Le lent mouvement alternatif de son corps, de part et d’autre de son centre d'équilibre le plonge dans un calme paisible.
Les yeux mi-clos, il se remémore les différentes étapes du projet. La patience pour la recherche et l’achat des tubes métalliques. La constance dans mes visites obligées chez le ferronnier du coin pour fabriquer les manchons destinés à réunir les montants du portique. Entre deux âges, cet artisan, une éternelle gitane maïs au coin du bec, avait toujours une histoire salace à raconter. Son auditoire était à son image et tous les désœuvrés du quartier se donnaient rendez-vous chez lui. Grosse et grasse rigolade assurée, son atelier ne désemplissait pas.
L’humiliation, quand s’attaquant à la fabrication des crochets en tire-bouchon pour fixer des agrès, ce grossier personnage, a cru bon d’amuser la galerie en lançant à la cantonade : « Et pour les queues de cochon ? On prend modèle sur la vôtre ? »
La douce oscillation a déjà évacué cet affront. Le balancement régulier le berce et des images apparaissent dans son esprit.
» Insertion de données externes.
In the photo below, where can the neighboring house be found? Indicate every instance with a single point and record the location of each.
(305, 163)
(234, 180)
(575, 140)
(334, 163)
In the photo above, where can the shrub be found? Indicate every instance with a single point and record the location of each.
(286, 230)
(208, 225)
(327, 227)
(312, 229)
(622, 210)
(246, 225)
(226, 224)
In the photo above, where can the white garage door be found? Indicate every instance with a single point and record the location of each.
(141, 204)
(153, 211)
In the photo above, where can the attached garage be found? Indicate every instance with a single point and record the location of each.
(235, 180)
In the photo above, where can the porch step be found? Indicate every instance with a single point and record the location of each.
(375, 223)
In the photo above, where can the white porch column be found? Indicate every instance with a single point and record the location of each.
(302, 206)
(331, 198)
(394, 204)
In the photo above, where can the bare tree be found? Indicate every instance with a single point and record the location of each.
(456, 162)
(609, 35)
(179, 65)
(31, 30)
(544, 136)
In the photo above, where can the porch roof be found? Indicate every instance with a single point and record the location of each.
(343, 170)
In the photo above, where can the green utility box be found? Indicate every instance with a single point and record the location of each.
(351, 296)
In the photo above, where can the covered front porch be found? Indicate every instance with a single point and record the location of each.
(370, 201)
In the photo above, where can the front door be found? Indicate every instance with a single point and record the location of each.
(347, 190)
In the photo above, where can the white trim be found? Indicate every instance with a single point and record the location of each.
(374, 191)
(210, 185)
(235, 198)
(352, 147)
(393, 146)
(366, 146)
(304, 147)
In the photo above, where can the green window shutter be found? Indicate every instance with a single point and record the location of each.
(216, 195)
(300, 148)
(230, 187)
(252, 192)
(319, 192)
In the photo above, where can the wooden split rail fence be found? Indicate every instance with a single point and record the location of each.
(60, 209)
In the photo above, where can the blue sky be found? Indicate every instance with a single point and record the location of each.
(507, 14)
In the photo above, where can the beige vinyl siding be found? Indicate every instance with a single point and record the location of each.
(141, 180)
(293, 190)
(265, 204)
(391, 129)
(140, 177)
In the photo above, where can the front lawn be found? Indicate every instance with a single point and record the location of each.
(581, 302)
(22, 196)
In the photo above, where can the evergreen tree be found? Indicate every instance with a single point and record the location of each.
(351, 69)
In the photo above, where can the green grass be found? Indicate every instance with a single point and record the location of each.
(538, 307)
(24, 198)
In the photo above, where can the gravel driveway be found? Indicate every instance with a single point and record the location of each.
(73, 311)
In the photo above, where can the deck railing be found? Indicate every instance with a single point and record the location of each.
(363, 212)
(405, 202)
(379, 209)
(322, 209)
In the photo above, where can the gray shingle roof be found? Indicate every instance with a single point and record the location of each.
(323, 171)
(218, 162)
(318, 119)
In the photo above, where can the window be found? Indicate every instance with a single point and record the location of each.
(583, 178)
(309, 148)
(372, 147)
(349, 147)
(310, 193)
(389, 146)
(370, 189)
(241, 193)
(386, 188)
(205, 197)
Il n’avait jamais fait de balançoire auparavant. En tout cas il ne s’en souvient pas et ce n’était pas son genre, un vrai truc de filles ! Ce n’était pas son genre, surtout pas, il avait même une certaine aversion pour ce jeu, aversion venue on ne sait d’où. Pourtant il commence à entrevoir le va et vient d’un jeune garçon sur une escarpolette. L’image est floue mais se précise, ce jeune garçon lui ressemble étrangement. Il a ses propres traits. Mais c’est moi, se dit-il ! Près de lui un autre jeune garçon. Lui aussi voudrait bien faire de la balançoire et essaie de lui prendre sa place. Il est très coléreux et ne peux attendre. Alors de dépit, il lui cède le siège et commence à le pousser, assis sur la planchette et les mains accrochées aux cordes le petit frère est aux anges. Il commence à le pousser doucement d’abord, puis un peu plus fort, de plus en plus fort, et encore plus fort. Le vertige le gagne et son petit frère ne rit plus. La bouche ouverte, les yeux perdus, il est comme pétrifié.
Soudain il glisse de la planchette, ses petits bras ne sont pas assez vigoureux pour qu’il se rétablisse. La balançoire se vrille… les cordes l’enserrent dans un baiser mortel.
Plus rien ! Il se rappelle juste du pimpon, du clignotement bleu de la belle voiture des pompiers, ses parents en pleurs.
Il s’arrête tout net, saute de sa planche et entreprend immédiatement le démontage de son portique, de son beau portique.